Americans Elect is a nonprofit corporation created by billionaire investor Peter Ackerman, who is dissatisfied with politics as usual. The organization's goal is to gain ballot access in all 50 states, paving the way for the ideal presidential candidate - no one knows who - who would work across party lines for the betterment of all people.
The concept is to use the Internet to conduct an online primary in June to nominate presidential and vice presidential candidates from opposite parties who would "work together to develop fresh solutions to the serious challenges facing our country."
Americans Elect seems very civic-minded and techie. Mr. Smith enters the Internet age. This would seem to be a good year for a third candidate. Polls show voters are restless and unhappy with the choices in this year's presidential race. At least that's the theory driving the Americans Elect effort to help a third major candidate, to be determined, get on the ballot.
But there are hard political realities, like trying to recruit top-tier candidates to try something that has never been tried, and trying to generate voter interest when there are no high-profile candidates. And then there is the matter of creating a campaign organization in a matter of months. Winning candidates spend years developing their networks.
Not wanting to jump to conclusions, I posed some questions to the organization: What is AE's explanation for the lagging numbers of people supporting candidates? How many people have signed up to be so-called delegates who could cast votes for Americans Elect candidates? In how many states does AE have ballot access? Would AE care to discuss the difficulties of candidate recruitment?

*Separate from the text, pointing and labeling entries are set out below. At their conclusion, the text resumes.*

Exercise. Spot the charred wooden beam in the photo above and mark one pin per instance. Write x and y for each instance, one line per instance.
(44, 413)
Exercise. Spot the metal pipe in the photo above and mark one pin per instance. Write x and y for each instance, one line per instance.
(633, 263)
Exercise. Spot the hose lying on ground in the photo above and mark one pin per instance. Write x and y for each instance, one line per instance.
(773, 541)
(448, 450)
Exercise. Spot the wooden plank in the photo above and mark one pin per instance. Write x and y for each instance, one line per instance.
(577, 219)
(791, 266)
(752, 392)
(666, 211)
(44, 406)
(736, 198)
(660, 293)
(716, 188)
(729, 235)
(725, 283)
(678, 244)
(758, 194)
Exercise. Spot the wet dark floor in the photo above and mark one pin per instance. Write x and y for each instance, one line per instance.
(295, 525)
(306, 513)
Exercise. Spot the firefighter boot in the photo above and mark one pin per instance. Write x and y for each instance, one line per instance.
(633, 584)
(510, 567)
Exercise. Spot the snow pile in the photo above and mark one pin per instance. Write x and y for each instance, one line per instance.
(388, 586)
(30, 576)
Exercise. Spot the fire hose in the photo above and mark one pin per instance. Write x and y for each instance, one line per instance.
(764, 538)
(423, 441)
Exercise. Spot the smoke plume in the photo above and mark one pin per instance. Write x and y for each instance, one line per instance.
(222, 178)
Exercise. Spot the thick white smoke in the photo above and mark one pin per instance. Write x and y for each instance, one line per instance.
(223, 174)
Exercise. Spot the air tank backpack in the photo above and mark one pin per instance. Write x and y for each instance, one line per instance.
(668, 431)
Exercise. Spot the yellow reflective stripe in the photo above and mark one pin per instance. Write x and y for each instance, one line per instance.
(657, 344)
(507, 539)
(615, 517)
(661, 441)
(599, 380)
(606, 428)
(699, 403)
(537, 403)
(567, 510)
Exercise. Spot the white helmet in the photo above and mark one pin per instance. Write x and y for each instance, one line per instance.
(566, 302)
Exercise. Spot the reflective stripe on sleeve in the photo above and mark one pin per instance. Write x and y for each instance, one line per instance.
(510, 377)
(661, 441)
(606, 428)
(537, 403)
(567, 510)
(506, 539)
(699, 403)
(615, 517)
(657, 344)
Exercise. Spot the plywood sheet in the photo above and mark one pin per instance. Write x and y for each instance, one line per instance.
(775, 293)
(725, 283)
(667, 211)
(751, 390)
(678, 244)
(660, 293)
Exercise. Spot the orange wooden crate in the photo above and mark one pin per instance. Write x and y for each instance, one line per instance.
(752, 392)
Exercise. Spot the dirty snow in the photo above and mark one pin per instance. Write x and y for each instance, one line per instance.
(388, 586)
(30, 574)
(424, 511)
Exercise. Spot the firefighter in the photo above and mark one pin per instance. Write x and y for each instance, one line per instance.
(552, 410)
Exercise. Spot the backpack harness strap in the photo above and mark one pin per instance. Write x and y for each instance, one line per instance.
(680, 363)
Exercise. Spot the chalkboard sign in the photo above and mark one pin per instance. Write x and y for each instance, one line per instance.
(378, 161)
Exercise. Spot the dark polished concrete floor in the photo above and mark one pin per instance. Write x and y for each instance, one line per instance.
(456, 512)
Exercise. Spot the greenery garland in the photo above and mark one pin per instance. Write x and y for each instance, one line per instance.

Multiple emails and voicemails during a 24-hour period met with silence, until Americans Elect press secretary Ileana Wachtel responded: "Not ignoring. We just won the People's Choice Award at South by Southwest and on the road doing a tech tour. Perhaps we can catch up at another time."
Ballot Access News reports:
Only eleven candidates seeking the presidential nomination of Americans Elect have as many as forty supporters within the Americans Elect process. They are:
1. Buddy Roemer, Baton Rouge, Louisiana, has 2,221 votes. Here is his web page.
2. Rocky Anderson, Salt Lake City, Utah, has 954. Here is his web page.
3. Laurence Kotlikoff, Brookline, Massachusetts, has 638. Here is his web page. He is a professor of economics and was an economic advisor to President Reagan’s Council of Economic Advisors.
4. Michealene Risley, Woodside, California, has 588. She makes documentary films and is a published author. One of her films, “Flashcards” was nominated for an Oscar and concerns child abuse. Her other film is “Tapestries of Hope” about Zimbabwe. She doesn’t seem to have a campaign web page.
5. T. J. O’Hara, Rancho Santa Fe, California, has 189. Here is his web page. He is a businessman.
6. Mike Ballantine, registered to vote as a Green Party member in Pennsylvania, but has lived in Vietnam for the last six years. He has 117 votes. Here is his web page.
7. R. J. Harris, Norman, Oklahoma, has 80. Here is his web page. He is also seeking the Libertarian Party nomination.
8. Marlin Miller, Tennessee, has 70. Here is his web page. He is also the presidential nominee of American Third Position Party.
9. Dwight Smith, Detroit area, Michigan, has 58. He doesn’t seem to have a campaign web page.